Exactement 430 600 euros. C’est la somme record atteinte, en juillet 2018 à Monaco, pour une montre, dans le cadre des ventes biannuelles d’Artcurial consacrées à l’horlogerie. Contre toute attente, ce n’est pas un chronographe de la marque à la couronne ou la plongeuse musculeuse d’une autre manufacture genevoise qui ont suscité l’enthousiasme des adjudicataires. C’est une montre-bracelet serpent à secret en or jaune, émail noir et diamants. Une pièce qui revendique l’allure d’un bijou, mais affiche – pour peu que l’on en trouve l’abri – un petit plus qui la distingue : le temps qui passe.
Retour en grâce. Pionnière, la maison française de ventes aux enchères organise depuis trois ans des ventes exclusivement dédiées aux montres joaillières. Ces pièces hybrides, longtemps négligées par les amateurs de garde-temps techniques, se révèlent être des investissements de plus en plus prisés. « On a longtemps distingué les montres techniques des pièces décoratives, comme si horlogerie et joaillerie ne pouvaient cohabiter sans entamer leur légitimité respective, pointe Geoffroy Ader, expert auprès de la maison Artcurial. Ces deux savoir-faire sont pourtant intrinsèquement liés. La naissance de l’horlogerie suisse étant la conséquence directe de l’interdiction de produire des objets précieux formulée par Calvin, au XVIe siècle. » Pour voir apparaître les premières montres décoratives, il faut attendre le milieu du XVIIe siècle. Ces pièces au cadran peint et émaillé représentant des scènes bibliques et ourlé de perles fines ou de pierres étaient – déjà ! – le fruit de commandes en provenance du Moyen-Orient et de l’Extrême-Orient, fortunes chinoises et ottomanes aidant. On peut en apprécier la beauté (et parfois le kitsch) au musée Patek Philippe, à Genève, la collection comprenant un grand nombre de modèles historiques non produits par la manufacture. Au XIXe siècle, une nouvelle vague voit le jour avec l’essor des montres de col, mais il faut encore attendre un siècle avant qu’elles ne revêtent leurs caractéristiques actuelles : celles de montres de dame, où la joaillerie prend le pas sur la mécanique.

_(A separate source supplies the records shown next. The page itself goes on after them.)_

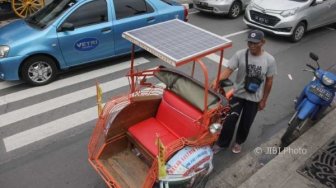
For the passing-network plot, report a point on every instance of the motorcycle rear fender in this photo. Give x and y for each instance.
(306, 108)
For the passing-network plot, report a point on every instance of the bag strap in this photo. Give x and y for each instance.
(246, 61)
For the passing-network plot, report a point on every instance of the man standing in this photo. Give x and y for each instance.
(252, 87)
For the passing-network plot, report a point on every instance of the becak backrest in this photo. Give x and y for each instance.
(178, 116)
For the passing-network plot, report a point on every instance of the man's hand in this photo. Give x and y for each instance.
(262, 104)
(213, 84)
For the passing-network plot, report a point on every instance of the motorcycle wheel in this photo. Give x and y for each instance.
(292, 132)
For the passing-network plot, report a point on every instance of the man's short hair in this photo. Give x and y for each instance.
(255, 36)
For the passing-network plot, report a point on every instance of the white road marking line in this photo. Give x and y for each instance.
(237, 33)
(193, 12)
(68, 81)
(45, 106)
(7, 84)
(49, 129)
(35, 134)
(39, 108)
(330, 28)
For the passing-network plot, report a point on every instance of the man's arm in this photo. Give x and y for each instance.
(267, 90)
(224, 75)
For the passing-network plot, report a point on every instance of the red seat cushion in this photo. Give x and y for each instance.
(175, 119)
(146, 133)
(179, 116)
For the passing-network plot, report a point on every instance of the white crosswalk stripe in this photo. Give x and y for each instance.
(58, 102)
(67, 82)
(43, 131)
(4, 85)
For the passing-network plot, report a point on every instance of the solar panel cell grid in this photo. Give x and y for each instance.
(175, 41)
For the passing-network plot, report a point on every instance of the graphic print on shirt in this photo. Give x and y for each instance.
(254, 71)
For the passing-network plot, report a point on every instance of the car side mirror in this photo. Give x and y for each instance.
(313, 56)
(66, 26)
(316, 2)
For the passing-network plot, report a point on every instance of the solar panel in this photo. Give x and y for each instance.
(176, 41)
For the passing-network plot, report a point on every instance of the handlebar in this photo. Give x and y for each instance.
(310, 66)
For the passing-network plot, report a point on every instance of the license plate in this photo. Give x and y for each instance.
(261, 19)
(321, 92)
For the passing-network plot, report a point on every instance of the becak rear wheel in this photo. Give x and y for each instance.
(24, 8)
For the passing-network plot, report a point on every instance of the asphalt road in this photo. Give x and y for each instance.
(44, 131)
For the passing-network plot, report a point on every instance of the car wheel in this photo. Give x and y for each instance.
(235, 10)
(298, 32)
(39, 70)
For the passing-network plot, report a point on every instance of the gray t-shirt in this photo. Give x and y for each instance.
(262, 66)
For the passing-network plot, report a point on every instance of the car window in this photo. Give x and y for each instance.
(128, 8)
(91, 13)
(50, 12)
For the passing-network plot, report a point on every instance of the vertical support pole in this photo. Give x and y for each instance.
(193, 69)
(132, 69)
(206, 84)
(220, 67)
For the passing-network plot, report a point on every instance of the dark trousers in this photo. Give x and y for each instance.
(247, 110)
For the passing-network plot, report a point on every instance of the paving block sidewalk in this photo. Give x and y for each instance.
(263, 169)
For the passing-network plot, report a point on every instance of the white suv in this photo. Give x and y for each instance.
(290, 18)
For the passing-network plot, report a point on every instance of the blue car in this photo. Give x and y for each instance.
(67, 33)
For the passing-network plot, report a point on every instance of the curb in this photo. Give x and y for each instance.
(249, 164)
(246, 171)
(188, 5)
(282, 170)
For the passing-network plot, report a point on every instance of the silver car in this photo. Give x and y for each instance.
(230, 7)
(290, 18)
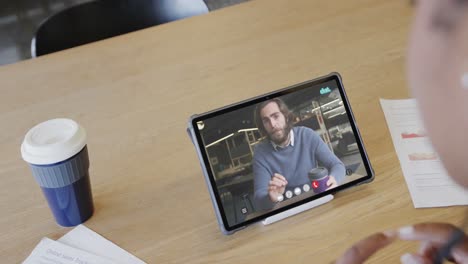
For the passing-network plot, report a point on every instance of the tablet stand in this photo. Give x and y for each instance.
(296, 210)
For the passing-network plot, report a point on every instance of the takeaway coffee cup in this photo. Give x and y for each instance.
(57, 155)
(318, 179)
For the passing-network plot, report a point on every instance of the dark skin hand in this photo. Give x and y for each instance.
(431, 237)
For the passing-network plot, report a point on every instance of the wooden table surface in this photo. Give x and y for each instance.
(134, 94)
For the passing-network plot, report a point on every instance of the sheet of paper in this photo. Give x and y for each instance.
(49, 251)
(426, 177)
(86, 239)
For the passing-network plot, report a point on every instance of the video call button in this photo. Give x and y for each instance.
(297, 191)
(280, 198)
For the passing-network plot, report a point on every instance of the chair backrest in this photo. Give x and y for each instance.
(101, 19)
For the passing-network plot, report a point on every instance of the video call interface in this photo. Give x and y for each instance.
(277, 152)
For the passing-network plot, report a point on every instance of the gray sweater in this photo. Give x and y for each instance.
(293, 162)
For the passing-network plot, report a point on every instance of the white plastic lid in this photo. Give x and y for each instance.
(53, 141)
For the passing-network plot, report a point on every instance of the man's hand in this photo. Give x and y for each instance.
(331, 183)
(276, 187)
(432, 237)
(365, 248)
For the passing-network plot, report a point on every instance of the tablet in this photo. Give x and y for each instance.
(280, 150)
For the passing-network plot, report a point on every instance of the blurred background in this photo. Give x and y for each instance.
(20, 19)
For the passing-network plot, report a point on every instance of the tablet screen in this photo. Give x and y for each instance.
(278, 151)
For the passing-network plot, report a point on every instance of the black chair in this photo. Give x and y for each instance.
(101, 19)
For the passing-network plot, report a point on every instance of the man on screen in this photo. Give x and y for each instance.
(283, 160)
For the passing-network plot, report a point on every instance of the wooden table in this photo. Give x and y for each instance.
(134, 94)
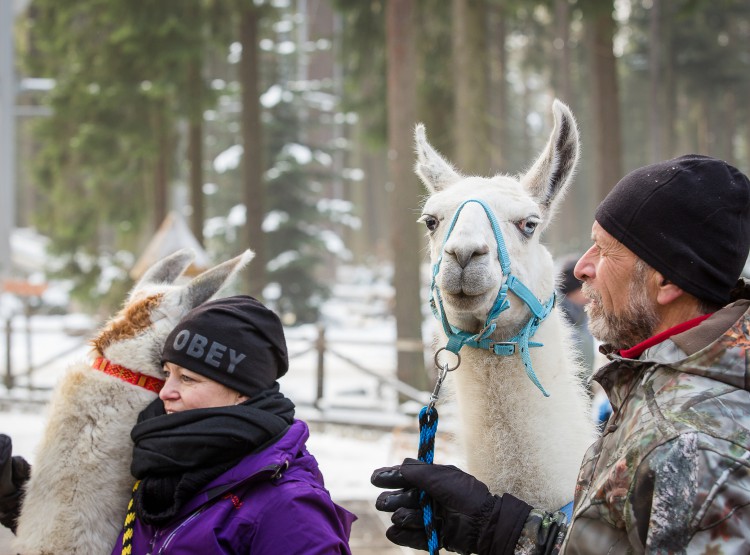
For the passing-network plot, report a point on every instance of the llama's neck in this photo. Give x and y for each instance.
(516, 439)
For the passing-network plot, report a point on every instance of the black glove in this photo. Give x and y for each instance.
(468, 518)
(14, 472)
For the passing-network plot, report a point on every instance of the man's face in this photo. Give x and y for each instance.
(622, 309)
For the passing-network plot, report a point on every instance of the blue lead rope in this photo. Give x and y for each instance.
(428, 419)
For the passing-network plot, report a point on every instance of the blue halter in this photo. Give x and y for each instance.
(457, 338)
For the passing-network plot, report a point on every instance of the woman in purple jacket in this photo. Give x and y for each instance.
(221, 461)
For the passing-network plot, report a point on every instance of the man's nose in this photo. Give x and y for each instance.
(585, 267)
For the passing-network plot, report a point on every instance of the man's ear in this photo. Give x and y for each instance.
(666, 291)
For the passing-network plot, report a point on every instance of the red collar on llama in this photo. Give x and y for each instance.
(136, 378)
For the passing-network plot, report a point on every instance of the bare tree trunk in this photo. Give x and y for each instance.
(405, 241)
(561, 44)
(195, 159)
(656, 70)
(670, 99)
(498, 97)
(161, 171)
(252, 158)
(605, 100)
(470, 79)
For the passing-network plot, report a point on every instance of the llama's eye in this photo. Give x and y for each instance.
(527, 226)
(430, 221)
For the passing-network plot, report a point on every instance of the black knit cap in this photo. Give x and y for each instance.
(235, 341)
(688, 218)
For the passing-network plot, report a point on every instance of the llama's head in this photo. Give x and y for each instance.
(134, 338)
(470, 272)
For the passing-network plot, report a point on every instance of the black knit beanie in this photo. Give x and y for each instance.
(235, 341)
(688, 218)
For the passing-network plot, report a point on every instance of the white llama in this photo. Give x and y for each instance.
(517, 440)
(80, 484)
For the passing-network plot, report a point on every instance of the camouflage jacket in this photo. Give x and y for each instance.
(671, 471)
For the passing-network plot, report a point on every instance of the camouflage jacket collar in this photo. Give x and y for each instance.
(700, 350)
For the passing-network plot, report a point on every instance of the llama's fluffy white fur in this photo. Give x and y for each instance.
(515, 439)
(77, 496)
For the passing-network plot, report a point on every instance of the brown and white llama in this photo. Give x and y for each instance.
(76, 498)
(516, 439)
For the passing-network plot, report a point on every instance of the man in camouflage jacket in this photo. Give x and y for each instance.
(671, 471)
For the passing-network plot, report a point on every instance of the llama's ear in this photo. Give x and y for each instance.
(167, 270)
(551, 174)
(207, 284)
(434, 171)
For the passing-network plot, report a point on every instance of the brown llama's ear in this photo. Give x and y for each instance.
(207, 284)
(551, 174)
(167, 270)
(434, 170)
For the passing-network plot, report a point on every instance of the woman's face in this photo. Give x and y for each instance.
(185, 390)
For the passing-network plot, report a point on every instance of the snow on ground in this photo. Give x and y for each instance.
(355, 428)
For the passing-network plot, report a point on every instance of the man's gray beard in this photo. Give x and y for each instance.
(635, 323)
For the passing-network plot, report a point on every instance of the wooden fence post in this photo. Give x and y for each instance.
(320, 347)
(8, 370)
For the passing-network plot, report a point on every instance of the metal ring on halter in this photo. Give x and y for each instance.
(447, 368)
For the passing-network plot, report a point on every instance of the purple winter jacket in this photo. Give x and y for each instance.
(271, 503)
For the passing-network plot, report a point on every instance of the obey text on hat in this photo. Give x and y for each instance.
(212, 353)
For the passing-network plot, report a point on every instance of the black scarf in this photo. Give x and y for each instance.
(175, 455)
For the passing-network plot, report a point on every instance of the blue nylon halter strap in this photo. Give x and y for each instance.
(457, 337)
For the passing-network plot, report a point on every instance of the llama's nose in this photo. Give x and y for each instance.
(464, 253)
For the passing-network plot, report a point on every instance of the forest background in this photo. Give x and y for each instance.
(286, 126)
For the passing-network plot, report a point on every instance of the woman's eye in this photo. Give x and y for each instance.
(527, 226)
(430, 221)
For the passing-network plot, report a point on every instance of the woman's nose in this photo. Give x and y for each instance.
(168, 391)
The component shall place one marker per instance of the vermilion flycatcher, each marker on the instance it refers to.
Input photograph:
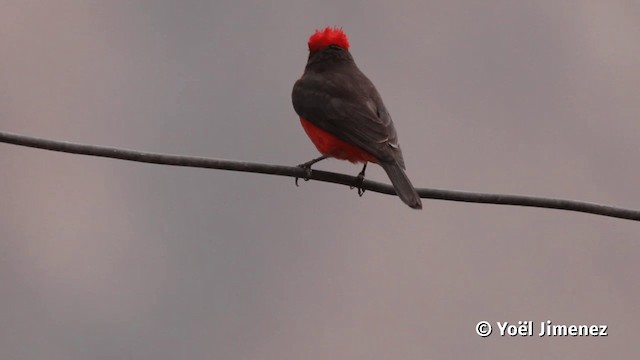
(343, 114)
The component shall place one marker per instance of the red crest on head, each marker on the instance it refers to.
(329, 36)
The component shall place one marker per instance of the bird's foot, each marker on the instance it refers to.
(359, 181)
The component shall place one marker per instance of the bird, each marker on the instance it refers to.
(343, 114)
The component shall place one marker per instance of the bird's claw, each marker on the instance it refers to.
(358, 184)
(307, 167)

Redistribution des cartes. En réalité, on ne crée pas un bijou comme une montre. Draper un mouvement de pierres précieuses et s’extraire des contraintes techniques qu’implique l’affichage du temps est un exercice complexe que peu de maisons maîtrisent. « L’horlogerie féminine vintage bouscule la hiérarchie des marques établie dans l’univers masculin, confirme Geoffroy Ader.
La manufacture la plus convoitée est Piaget. En pleine crise du quartz, dans les années 1970, ses modèles mécaniques extraplats, mêlant cadran en pierres dures et bracelet en or gravé d’après une technique dont elle a le secret, détonnent. » Il faut dire que le travail de l’or, comme celui de l’horlogerie, fait partie de l’identité de la maison, l’une des rares à disposer de sa propre fonderie. Un quart de siècle plus tard, l’engouement ne s’est pas tari, aussi bien en boutique, où la petite montre ovale popularisée par Jackie Kennedy est régulièrement revisitée, qu’aux enchères. « Les résultats de la dispersion de la collection Schwartz, représentant de la marque en Afrique du Sud, ont définitivement consacré la suprématie de Piaget », souligne l’expert, dont la prochaine vente sur cette thématique devrait avoir lieu en juillet à Monaco. « Si, dans l’univers masculin, la complication horlogère est un critère ultime, celui en vigueur dans l’univers féminin est avant tout lié aux couleurs et à l’esthétisme des pièces. »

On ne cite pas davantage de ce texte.